Some investment banks may be more flexible than investment management firms when it comes to the degree grade you have achieved.
A master’s qualification is often helpful when it comes to securing your first job as an analyst, but it is not essential.
A summer internship could turn into a full-time analyst position; finance companies often use them to pre-select their next intake of graduate analysts.
You won’t be doing exactly the same work as a full-time analyst but you will be doing many of the same things; you will spend most of your time supporting full-time analysts.
Competition for these internships is extremely high, which is why any prior work experience (preferably in the form of other internships) is beneficial.
Investment analysts aren’t just recruited by investment banks. You might want to consider working for investment management companies, large charities or other institutional investors, hedge funds, and stockbrokers.
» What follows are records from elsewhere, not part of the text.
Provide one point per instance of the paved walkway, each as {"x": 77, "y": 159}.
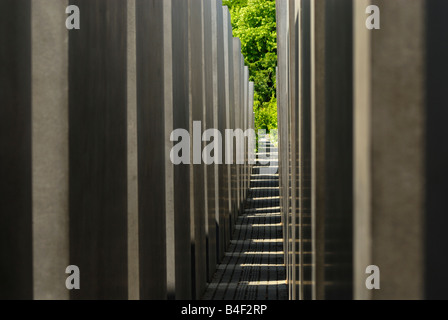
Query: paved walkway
{"x": 253, "y": 268}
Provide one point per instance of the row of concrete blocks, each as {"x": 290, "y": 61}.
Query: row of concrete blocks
{"x": 363, "y": 165}
{"x": 85, "y": 172}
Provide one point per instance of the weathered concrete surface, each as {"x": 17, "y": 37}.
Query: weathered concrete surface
{"x": 132, "y": 145}
{"x": 339, "y": 150}
{"x": 198, "y": 185}
{"x": 389, "y": 150}
{"x": 436, "y": 219}
{"x": 15, "y": 145}
{"x": 50, "y": 149}
{"x": 151, "y": 151}
{"x": 210, "y": 33}
{"x": 98, "y": 153}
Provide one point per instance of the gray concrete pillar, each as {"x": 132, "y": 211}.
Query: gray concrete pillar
{"x": 178, "y": 220}
{"x": 283, "y": 115}
{"x": 229, "y": 98}
{"x": 318, "y": 132}
{"x": 436, "y": 219}
{"x": 200, "y": 271}
{"x": 50, "y": 165}
{"x": 151, "y": 62}
{"x": 132, "y": 145}
{"x": 210, "y": 34}
{"x": 389, "y": 165}
{"x": 15, "y": 144}
{"x": 98, "y": 152}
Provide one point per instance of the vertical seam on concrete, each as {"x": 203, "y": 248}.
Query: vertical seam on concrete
{"x": 169, "y": 172}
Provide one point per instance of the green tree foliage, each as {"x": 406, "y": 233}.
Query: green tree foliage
{"x": 253, "y": 21}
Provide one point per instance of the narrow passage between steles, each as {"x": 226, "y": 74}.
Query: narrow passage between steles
{"x": 253, "y": 267}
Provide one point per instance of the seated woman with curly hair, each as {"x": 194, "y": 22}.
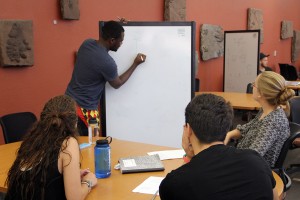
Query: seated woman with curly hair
{"x": 267, "y": 132}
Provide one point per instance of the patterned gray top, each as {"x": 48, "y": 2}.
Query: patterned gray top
{"x": 266, "y": 136}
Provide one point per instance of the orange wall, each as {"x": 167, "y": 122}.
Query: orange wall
{"x": 27, "y": 89}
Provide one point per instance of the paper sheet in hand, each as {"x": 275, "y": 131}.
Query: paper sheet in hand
{"x": 169, "y": 154}
{"x": 140, "y": 164}
{"x": 149, "y": 186}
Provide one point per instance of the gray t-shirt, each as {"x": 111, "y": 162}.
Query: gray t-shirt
{"x": 93, "y": 68}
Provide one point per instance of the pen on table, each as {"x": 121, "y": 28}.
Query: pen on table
{"x": 154, "y": 196}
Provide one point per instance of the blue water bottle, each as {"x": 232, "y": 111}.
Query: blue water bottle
{"x": 102, "y": 158}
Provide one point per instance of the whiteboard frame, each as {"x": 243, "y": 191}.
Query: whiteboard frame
{"x": 176, "y": 140}
{"x": 227, "y": 65}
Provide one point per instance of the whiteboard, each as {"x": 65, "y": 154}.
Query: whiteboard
{"x": 241, "y": 58}
{"x": 150, "y": 106}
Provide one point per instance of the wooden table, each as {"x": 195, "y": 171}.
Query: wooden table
{"x": 117, "y": 186}
{"x": 241, "y": 101}
{"x": 293, "y": 85}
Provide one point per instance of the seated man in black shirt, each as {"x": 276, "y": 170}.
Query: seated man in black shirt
{"x": 216, "y": 171}
{"x": 263, "y": 63}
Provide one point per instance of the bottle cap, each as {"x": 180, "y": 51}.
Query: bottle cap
{"x": 92, "y": 121}
{"x": 107, "y": 140}
{"x": 100, "y": 142}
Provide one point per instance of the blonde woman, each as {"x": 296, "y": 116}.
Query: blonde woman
{"x": 267, "y": 132}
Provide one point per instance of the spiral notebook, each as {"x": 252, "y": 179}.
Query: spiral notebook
{"x": 147, "y": 163}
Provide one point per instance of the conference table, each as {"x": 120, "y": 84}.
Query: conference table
{"x": 242, "y": 101}
{"x": 117, "y": 186}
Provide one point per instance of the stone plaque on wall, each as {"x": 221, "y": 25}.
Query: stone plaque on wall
{"x": 286, "y": 29}
{"x": 296, "y": 46}
{"x": 212, "y": 41}
{"x": 255, "y": 21}
{"x": 69, "y": 9}
{"x": 175, "y": 10}
{"x": 16, "y": 43}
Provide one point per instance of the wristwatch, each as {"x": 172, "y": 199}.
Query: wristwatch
{"x": 89, "y": 183}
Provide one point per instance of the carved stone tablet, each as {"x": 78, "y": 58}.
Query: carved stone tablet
{"x": 16, "y": 43}
{"x": 175, "y": 10}
{"x": 286, "y": 29}
{"x": 255, "y": 21}
{"x": 69, "y": 9}
{"x": 295, "y": 46}
{"x": 212, "y": 41}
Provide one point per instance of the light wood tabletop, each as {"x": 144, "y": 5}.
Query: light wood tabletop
{"x": 241, "y": 101}
{"x": 117, "y": 186}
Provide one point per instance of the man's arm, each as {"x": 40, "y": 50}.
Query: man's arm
{"x": 120, "y": 80}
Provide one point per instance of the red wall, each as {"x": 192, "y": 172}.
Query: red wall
{"x": 27, "y": 88}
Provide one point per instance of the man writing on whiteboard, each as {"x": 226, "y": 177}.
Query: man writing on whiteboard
{"x": 93, "y": 68}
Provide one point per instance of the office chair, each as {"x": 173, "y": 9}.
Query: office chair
{"x": 295, "y": 118}
{"x": 288, "y": 145}
{"x": 289, "y": 72}
{"x": 249, "y": 89}
{"x": 248, "y": 115}
{"x": 16, "y": 125}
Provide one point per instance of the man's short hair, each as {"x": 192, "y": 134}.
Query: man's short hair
{"x": 262, "y": 56}
{"x": 111, "y": 29}
{"x": 210, "y": 117}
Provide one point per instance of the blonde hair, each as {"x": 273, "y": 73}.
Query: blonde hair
{"x": 273, "y": 88}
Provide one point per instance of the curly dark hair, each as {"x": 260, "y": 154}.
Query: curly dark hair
{"x": 210, "y": 117}
{"x": 112, "y": 29}
{"x": 40, "y": 146}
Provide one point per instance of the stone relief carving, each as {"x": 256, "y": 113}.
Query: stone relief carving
{"x": 16, "y": 43}
{"x": 295, "y": 46}
{"x": 175, "y": 10}
{"x": 286, "y": 29}
{"x": 255, "y": 21}
{"x": 212, "y": 41}
{"x": 69, "y": 9}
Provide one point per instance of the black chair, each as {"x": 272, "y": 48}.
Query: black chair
{"x": 289, "y": 72}
{"x": 16, "y": 125}
{"x": 295, "y": 118}
{"x": 247, "y": 116}
{"x": 288, "y": 145}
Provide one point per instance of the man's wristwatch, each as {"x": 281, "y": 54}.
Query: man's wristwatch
{"x": 89, "y": 183}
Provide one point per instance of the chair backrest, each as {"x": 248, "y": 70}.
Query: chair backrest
{"x": 288, "y": 144}
{"x": 295, "y": 109}
{"x": 289, "y": 72}
{"x": 16, "y": 125}
{"x": 249, "y": 88}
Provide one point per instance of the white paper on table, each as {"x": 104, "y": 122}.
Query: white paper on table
{"x": 149, "y": 186}
{"x": 169, "y": 154}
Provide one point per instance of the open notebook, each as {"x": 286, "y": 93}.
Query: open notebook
{"x": 145, "y": 163}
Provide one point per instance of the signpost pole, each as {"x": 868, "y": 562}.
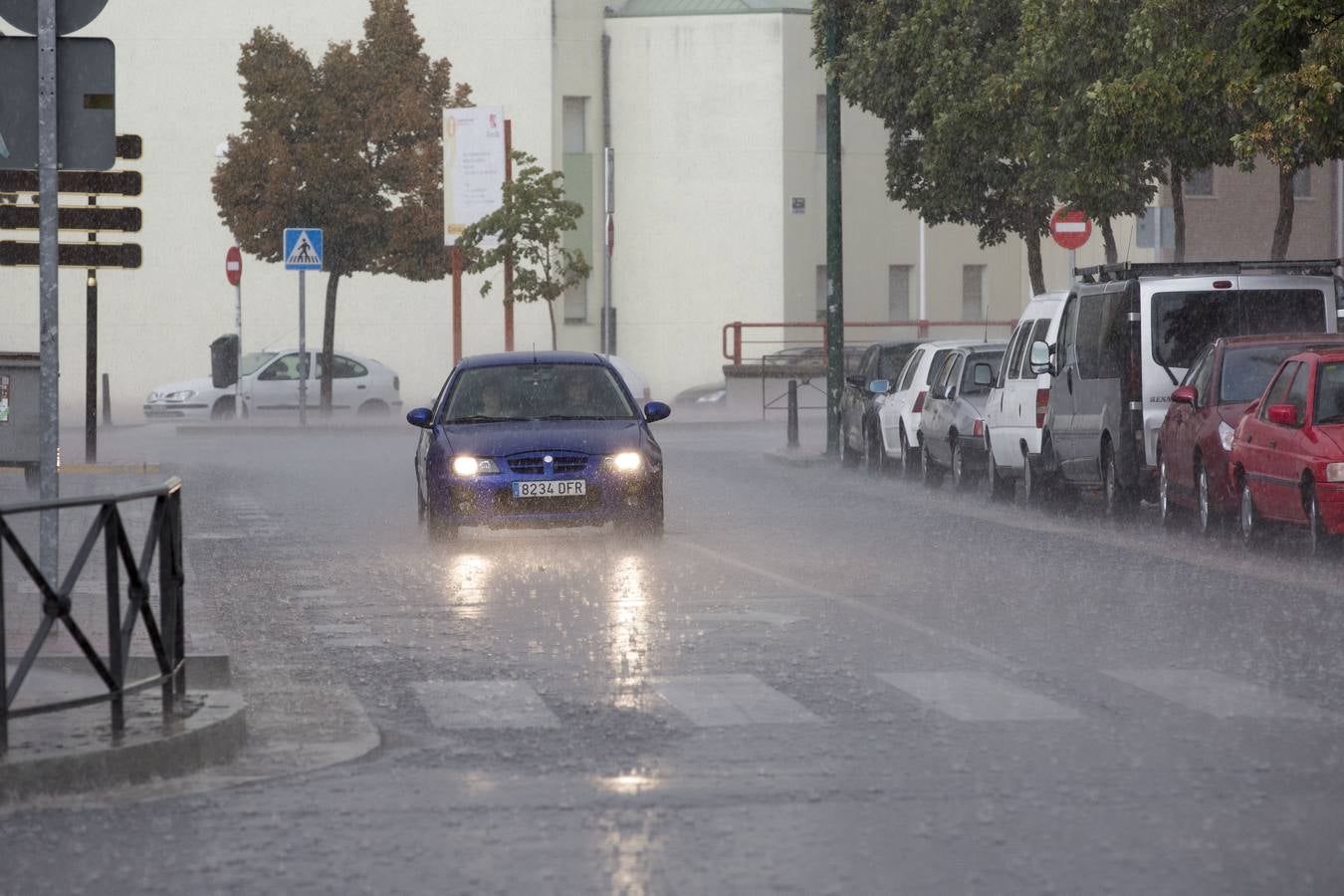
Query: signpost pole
{"x": 49, "y": 285}
{"x": 303, "y": 354}
{"x": 508, "y": 260}
{"x": 457, "y": 303}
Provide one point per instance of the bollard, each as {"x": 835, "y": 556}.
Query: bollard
{"x": 793, "y": 412}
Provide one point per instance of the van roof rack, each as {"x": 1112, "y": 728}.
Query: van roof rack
{"x": 1133, "y": 270}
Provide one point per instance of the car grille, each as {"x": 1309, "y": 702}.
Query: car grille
{"x": 534, "y": 465}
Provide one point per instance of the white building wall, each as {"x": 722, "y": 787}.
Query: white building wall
{"x": 698, "y": 127}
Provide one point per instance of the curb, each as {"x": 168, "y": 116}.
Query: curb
{"x": 798, "y": 457}
{"x": 215, "y": 733}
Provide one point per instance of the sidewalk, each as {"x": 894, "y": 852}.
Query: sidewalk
{"x": 74, "y": 750}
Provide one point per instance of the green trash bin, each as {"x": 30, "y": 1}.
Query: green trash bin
{"x": 20, "y": 423}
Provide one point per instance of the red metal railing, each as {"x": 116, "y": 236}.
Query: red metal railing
{"x": 921, "y": 330}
Networking is important and you should do everything you can to make connections within the industry.
Despite being renowned for its intense workload, investment banking is also known for being one of the most highly compensated careers.
A typical starting salary for an analyst working in London is between £30,000 and £40,000; these figures are likely to be less outside of London but possibly more in other financial hubs like New York, Tokyo or Hong Kong.
A key aspect of remuneration in this industry is bonuses; an annual bonus will often match or exceed an individual’s basic salary. Possible bonuses for an analyst in the first three years range from 10% to 100% of salary.
After five or more years in the industry, salaries jump to over £70,000, with bonuses of up to 150%. Senior-level positions see salaries of over £110,000, with bonuses often reaching 200% of the salary.
The position of Analyst is renowned for being short-term, and used as a stepping stone to other positions which offer higher rewards for fewer hours and less admin-style work.
You could aim for a more senior position in investment banking or a job in a different financial sphere, like hedge funds, corporate development, venture capital or private equity.
Opportunities for career development in the form of qualifications are plentiful.
Your company will likely want you to achieve financial certification in the form of the Investment Management Certificate (IMC) if you are working for an investment management company, or the Chartered Financial Analyst programme (CFA) if you are working for an investment bank.
The latter takes four years but is considered to be comparable to a Master’s degree.
The role of Analyst is not to be taken on half-heartedly; breaking into the industry is difficult and requires considerable dedication. Once working as an analyst, you will find yourself with very little free time.
Graduates are often disappointed when they start working as an analyst and realise how mundane their day-to-day responsibilities are.
The role of the analyst is to support senior bankers with anything they need, and this can often be things which don’t seem in any way related to finance or investment banking.
If you are focused on your long-term goals and want to be successful in finance, this could be the role for you.
If you question tasks given to you, enjoy being in the spotlight rather than doing the grunt work for someone else (who is going to take the credit), and value your free time, then look elsewhere.